Ricordiamo poi ciò che è avvenuto a cominciare dagli anni ‘80 quando, in un continuo crescendo, vi sono stati innumerevoli casi di amministratori pubblici inquisiti, in particolare di comuni, province e aziende sanitarie, per reati proprio contro la Pubblica Amministrazione che dovrebbero tutelare, quali corruzione, concussione, turbativa d’asta ecc. fino allo scoppio negli anni ‘90 del grande bubbone del malaffare pubblico-privato conosciuto come “tangentopoli”. Malcostume che purtroppo ancora oggi sopravvive, anzi negli ultimi anni si è incancrenito anche nelle Regioni le quali risultano, chi più chi meno, quasi tutte inquisite. Tutto ciò, a mio modesto parere, è anche in parte scaturito dal cambiamento strutturale dello Stato avvenuto agli inizi degli anni ’70 quando, con un ritardo di ben 20 anni sul dettato costituzionale, si istituirono le Regioni. Conseguentemente all’avvento delle Regioni vennero soppresse le Giunte Provinciali Amministrative (G.P.A.), organi istituzionali e quindi non politici, esistenti fin dal lontano 1889 presso le Prefetture e presiedute dal Prefetto.
La loro funzione consisteva nel controllo dei principali atti amministrativi di Comuni, Province, Consorzi, Asili, Enti morali ed ecclesiastici, ecc. sia sotto il profilo della legittimità che del merito. Con siffatto procedimento avveniva, implicitamente, il controllo dell’operato degli amministratori e dei dirigenti preposti i quali così difficilmente erano soggetti a “sgarrare”.
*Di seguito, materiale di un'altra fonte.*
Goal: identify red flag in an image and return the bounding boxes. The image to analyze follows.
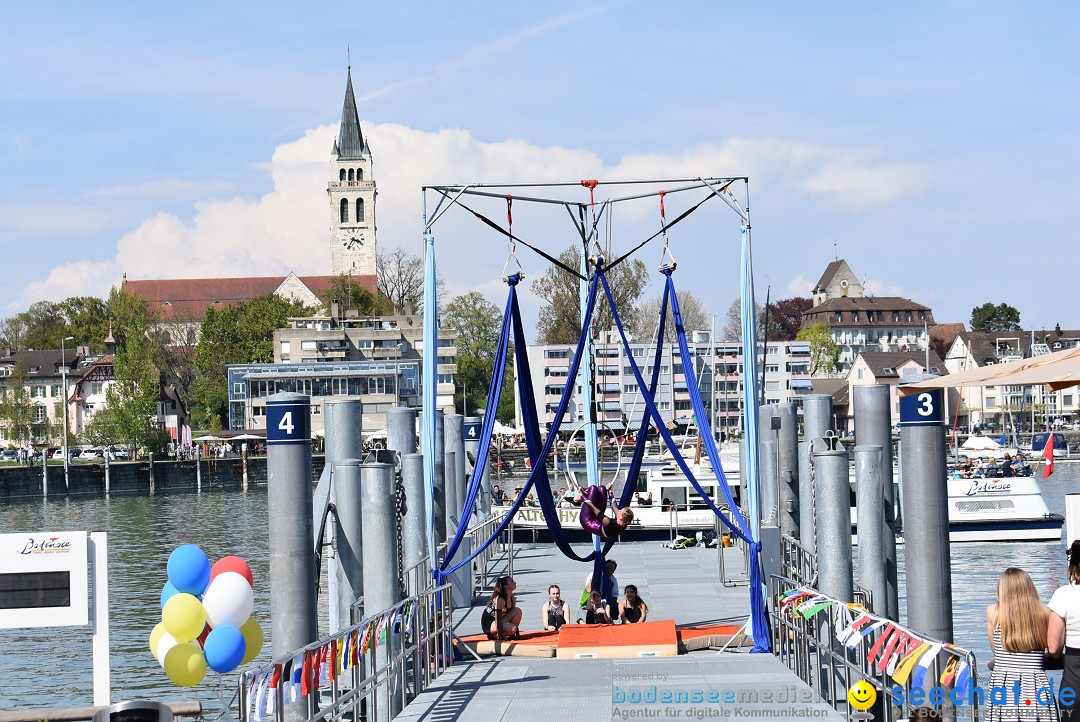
[1042,434,1054,478]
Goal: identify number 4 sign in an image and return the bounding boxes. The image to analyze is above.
[267,399,311,445]
[900,389,945,426]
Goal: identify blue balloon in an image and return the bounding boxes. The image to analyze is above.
[166,544,210,596]
[203,624,247,675]
[161,582,180,609]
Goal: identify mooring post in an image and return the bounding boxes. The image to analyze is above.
[777,401,801,539]
[900,376,953,642]
[267,393,319,722]
[852,384,900,622]
[855,444,889,616]
[360,463,401,722]
[315,397,364,631]
[813,436,854,602]
[402,453,428,594]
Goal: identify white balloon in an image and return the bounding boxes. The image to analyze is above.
[203,572,255,629]
[153,631,177,669]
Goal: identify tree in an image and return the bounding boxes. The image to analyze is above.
[320,273,394,316]
[531,246,649,343]
[795,324,840,376]
[0,358,33,444]
[631,290,713,343]
[442,290,513,419]
[971,301,1020,331]
[768,296,813,341]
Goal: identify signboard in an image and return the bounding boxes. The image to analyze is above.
[0,531,90,629]
[267,399,311,446]
[900,389,945,426]
[464,421,481,444]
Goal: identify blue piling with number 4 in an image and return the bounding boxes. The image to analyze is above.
[900,374,953,642]
[267,393,318,722]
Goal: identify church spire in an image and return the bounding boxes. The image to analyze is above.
[334,66,365,160]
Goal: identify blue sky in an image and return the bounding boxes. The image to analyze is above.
[0,1,1080,328]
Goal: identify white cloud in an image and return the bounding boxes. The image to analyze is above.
[12,123,922,304]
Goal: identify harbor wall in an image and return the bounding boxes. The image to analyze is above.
[0,454,324,499]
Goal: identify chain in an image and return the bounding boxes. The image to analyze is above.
[394,469,408,599]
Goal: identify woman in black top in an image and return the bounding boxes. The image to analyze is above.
[540,584,570,631]
[480,576,522,639]
[619,584,649,624]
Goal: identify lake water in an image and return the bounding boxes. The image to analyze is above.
[0,463,1080,709]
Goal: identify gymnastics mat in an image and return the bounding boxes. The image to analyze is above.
[555,619,678,659]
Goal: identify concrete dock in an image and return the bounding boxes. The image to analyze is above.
[395,542,845,722]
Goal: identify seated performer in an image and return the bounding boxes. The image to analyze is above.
[573,483,634,539]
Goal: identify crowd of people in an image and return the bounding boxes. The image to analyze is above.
[481,559,649,640]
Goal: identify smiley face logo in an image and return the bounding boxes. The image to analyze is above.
[848,680,877,711]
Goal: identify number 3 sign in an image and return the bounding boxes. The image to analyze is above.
[900,389,945,426]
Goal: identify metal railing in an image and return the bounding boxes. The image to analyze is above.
[769,575,980,720]
[239,584,454,722]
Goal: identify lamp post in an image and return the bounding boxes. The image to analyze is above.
[61,336,75,488]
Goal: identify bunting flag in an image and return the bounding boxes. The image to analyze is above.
[1042,434,1054,479]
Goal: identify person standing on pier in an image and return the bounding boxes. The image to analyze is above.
[1047,540,1080,720]
[986,567,1057,722]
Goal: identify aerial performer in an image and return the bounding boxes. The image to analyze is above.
[573,482,634,539]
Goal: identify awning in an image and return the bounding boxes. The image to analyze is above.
[897,348,1080,396]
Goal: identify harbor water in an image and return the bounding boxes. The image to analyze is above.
[0,462,1080,709]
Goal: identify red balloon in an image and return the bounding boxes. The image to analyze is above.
[210,557,255,588]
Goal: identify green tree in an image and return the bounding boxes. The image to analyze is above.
[531,246,649,343]
[319,273,394,316]
[442,290,513,419]
[795,324,840,376]
[632,291,713,343]
[0,358,33,444]
[971,301,1020,331]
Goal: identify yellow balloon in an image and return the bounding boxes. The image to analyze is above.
[161,592,206,642]
[240,616,264,667]
[150,622,168,656]
[165,642,206,686]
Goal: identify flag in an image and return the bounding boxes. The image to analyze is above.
[1042,434,1054,479]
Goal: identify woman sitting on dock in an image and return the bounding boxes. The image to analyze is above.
[480,576,522,639]
[573,482,634,539]
[619,584,649,624]
[986,567,1057,722]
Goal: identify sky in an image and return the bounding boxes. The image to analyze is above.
[0,0,1080,338]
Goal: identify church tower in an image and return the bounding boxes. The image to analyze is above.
[326,67,375,276]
Con l’avvento delle Regioni nel 1971 il succitato controllo venne trasferito ai CO.RE.CO. – Comitati Regionali di Controllo – uno per ciascuna regione con sezioni distaccate in ogni provincia. Anche i CORECO successivamente furono aboliti per effetto della Legge Costituzionale n. 3 del 18/10/2001, in nome del principio delle autonomie locali: in tal modo venne eliminata totalmente ogni forma di controllo esterno, sicché in pratica si fece coincidere la figura del controllato con quella del controllore.
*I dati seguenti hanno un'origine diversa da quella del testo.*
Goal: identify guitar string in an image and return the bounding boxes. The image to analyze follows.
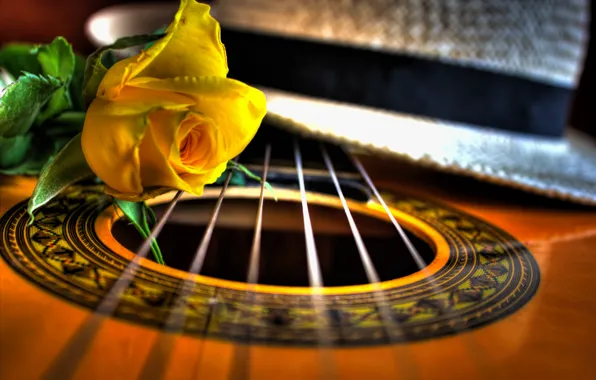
[319,143,418,378]
[229,144,271,380]
[294,139,337,379]
[96,191,183,315]
[343,153,498,378]
[165,165,238,335]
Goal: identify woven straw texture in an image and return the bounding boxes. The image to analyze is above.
[264,89,596,206]
[214,0,589,87]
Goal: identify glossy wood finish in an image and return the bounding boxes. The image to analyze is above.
[0,158,596,380]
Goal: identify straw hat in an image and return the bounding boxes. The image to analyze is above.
[87,0,596,205]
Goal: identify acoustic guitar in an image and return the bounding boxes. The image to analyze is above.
[0,125,596,380]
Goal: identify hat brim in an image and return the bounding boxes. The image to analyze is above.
[261,88,596,205]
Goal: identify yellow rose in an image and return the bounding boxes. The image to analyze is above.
[81,0,266,201]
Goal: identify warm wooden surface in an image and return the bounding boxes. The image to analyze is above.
[0,158,596,380]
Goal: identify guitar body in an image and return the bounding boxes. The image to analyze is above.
[0,129,596,380]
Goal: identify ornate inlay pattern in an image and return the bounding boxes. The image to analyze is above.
[0,187,539,345]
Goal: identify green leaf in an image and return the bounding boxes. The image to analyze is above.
[69,54,86,111]
[37,37,76,124]
[27,134,94,223]
[114,199,165,265]
[0,133,32,169]
[0,67,15,91]
[0,43,41,78]
[0,73,62,137]
[215,168,246,186]
[83,34,165,106]
[228,161,277,202]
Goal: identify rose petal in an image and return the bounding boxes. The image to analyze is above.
[98,0,228,98]
[81,99,147,195]
[139,112,192,192]
[128,77,267,165]
[103,86,196,115]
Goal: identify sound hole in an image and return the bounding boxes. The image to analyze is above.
[112,199,435,286]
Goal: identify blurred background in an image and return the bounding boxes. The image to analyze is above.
[0,0,596,137]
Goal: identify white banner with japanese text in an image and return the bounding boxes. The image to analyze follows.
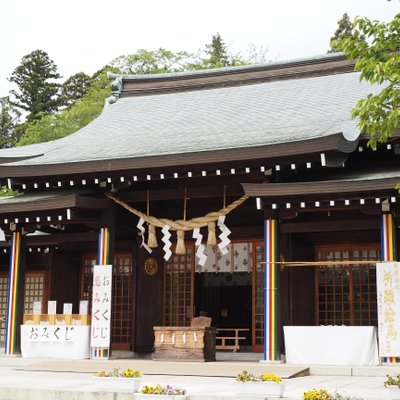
[376,262,400,357]
[90,265,112,347]
[24,325,75,343]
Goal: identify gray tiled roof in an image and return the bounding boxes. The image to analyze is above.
[0,72,380,166]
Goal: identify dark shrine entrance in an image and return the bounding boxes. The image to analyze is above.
[163,241,264,352]
[195,272,252,350]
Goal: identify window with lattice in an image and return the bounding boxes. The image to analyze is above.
[315,244,380,326]
[163,245,194,326]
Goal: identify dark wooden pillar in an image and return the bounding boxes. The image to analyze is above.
[4,231,26,356]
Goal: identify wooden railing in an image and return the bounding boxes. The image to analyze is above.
[215,328,250,352]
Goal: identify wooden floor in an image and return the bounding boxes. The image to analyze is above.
[18,359,309,378]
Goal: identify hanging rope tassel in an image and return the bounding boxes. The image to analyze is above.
[175,231,186,256]
[147,224,158,249]
[207,222,217,247]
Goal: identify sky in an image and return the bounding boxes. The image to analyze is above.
[0,0,400,97]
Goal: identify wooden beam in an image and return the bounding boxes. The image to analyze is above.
[279,218,380,233]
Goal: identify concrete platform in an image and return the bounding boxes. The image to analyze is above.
[0,357,400,400]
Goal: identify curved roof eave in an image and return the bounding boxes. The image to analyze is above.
[0,69,379,177]
[0,133,358,178]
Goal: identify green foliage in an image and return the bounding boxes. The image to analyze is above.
[0,186,22,197]
[302,389,362,400]
[334,14,400,148]
[199,33,246,68]
[0,97,21,149]
[111,47,193,74]
[18,67,116,146]
[383,374,400,387]
[9,50,60,121]
[15,33,266,145]
[111,33,248,75]
[60,72,92,107]
[328,13,365,53]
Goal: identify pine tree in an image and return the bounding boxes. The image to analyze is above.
[9,50,60,121]
[204,33,232,68]
[60,72,92,107]
[328,13,364,53]
[0,97,21,149]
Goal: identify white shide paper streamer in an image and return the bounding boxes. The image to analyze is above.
[161,225,172,261]
[192,228,207,267]
[217,215,231,255]
[136,218,153,254]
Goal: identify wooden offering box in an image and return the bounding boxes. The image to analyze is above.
[153,326,216,361]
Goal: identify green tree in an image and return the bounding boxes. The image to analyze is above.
[205,33,231,68]
[60,72,92,107]
[0,97,21,149]
[328,13,365,53]
[9,50,60,121]
[334,13,400,148]
[18,66,119,146]
[111,47,193,74]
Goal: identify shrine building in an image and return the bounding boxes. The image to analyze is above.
[0,54,400,361]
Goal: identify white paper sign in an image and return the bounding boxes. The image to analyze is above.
[90,265,112,347]
[376,262,400,357]
[79,300,89,315]
[47,300,57,315]
[27,325,75,343]
[33,301,42,315]
[63,303,72,315]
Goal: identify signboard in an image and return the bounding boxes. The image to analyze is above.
[79,300,89,315]
[47,300,57,315]
[33,301,42,315]
[27,325,75,343]
[376,262,400,357]
[63,303,72,315]
[90,265,112,347]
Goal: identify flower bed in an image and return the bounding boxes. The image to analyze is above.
[383,374,400,400]
[93,368,142,392]
[235,371,285,397]
[135,384,186,400]
[302,389,362,400]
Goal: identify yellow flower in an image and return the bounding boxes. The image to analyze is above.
[303,389,329,400]
[261,374,282,383]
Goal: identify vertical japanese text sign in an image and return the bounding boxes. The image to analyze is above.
[90,265,112,347]
[376,262,400,357]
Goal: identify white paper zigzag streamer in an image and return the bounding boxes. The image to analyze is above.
[192,228,207,267]
[161,225,172,261]
[136,218,153,254]
[217,215,231,255]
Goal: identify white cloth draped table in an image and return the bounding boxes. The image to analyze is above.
[283,326,379,365]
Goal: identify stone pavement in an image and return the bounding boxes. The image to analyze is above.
[0,357,400,400]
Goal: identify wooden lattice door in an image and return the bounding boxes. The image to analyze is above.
[0,272,48,342]
[252,242,264,352]
[315,244,380,326]
[81,253,133,350]
[163,244,195,326]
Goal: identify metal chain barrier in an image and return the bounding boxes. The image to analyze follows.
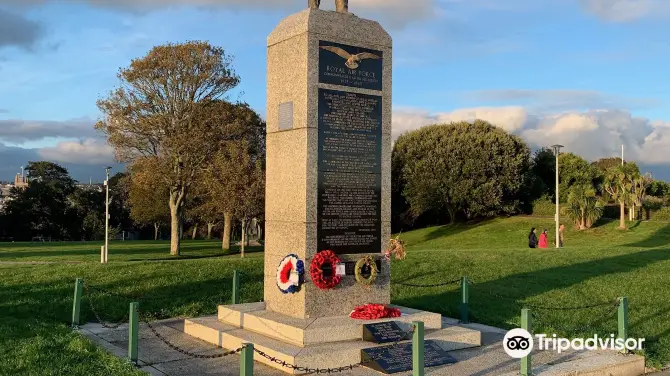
[84,284,127,329]
[391,278,468,288]
[254,325,414,374]
[142,317,242,359]
[84,284,167,301]
[524,300,619,311]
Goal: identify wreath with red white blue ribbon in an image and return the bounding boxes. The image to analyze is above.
[277,254,305,294]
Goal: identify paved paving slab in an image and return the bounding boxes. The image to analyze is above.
[80,319,644,376]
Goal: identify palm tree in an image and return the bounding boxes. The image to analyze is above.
[603,163,639,230]
[630,174,652,220]
[567,185,603,230]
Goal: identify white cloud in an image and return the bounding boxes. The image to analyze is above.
[393,107,670,164]
[580,0,670,22]
[0,118,96,144]
[38,138,114,165]
[3,0,438,27]
[465,89,658,112]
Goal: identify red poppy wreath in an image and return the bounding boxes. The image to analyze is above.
[309,251,342,290]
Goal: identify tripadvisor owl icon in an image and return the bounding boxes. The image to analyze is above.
[503,328,533,359]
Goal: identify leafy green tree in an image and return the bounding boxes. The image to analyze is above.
[96,42,240,255]
[107,172,133,230]
[127,158,170,240]
[567,185,604,230]
[199,102,266,250]
[591,157,622,198]
[392,120,530,222]
[603,163,640,230]
[647,180,670,197]
[530,148,556,200]
[630,174,651,220]
[558,153,598,202]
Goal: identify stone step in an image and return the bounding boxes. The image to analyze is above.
[218,302,442,347]
[503,351,645,376]
[184,316,481,374]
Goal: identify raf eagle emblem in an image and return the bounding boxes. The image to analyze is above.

Un altro grave errore commesso nella Pubblica Amministrazione, e che ha consentito a tanti amministratori comunali e provinciali di “sgarrare”, è quello relativo al cambiamento della posizione giuridica dei Segretari comunali e provinciali. Con la legge n. 127 del 15/7/1997, venne riconosciuta ai Sindaci ed ai Presidenti delle province la possibilità di scegliersi il Segretario nell’ambito di un albo istituito presso un’Agenzia autonoma appositamente creata. Il Segretario cessava così di essere un dipendente dello Stato e diveniva dipendente della succitata Agenzia e, in un certo qual modo, dipendente di fiducia del Sindaco o del Presidente della provincia. Esiste quindi una contraddittorietà tra i due ruoli rappresentati da una stessa persona: quello di “fiduciario” del Sindaco e quello di garante della legittimità degli atti dell’Amministrazione che questi presiede. Inoltre si sono verificati continui spostamenti di segretari comunali da un Comune all’altro a seguito dell’avvicendarsi dei politici ad ogni tornata elettorale, o anche la messa temporanea “a disposizione” di qualcuno perché non gradito a qualche Sindaco.
Negli ultimo anni qualcosa è cambiata anche per i Segretari. Difatti con L. n.122 del 30/07/2010 è stata soppressa la succitata Agenzia e l’albo è stato trasferito presso il Ministero dell’Interno. Chissà se la competenza dell’assegnazione dei Segretari ai Comuni in futuro, dopo un’attenta valutazione da parte del Governo, ritornerà al citato Dicastero.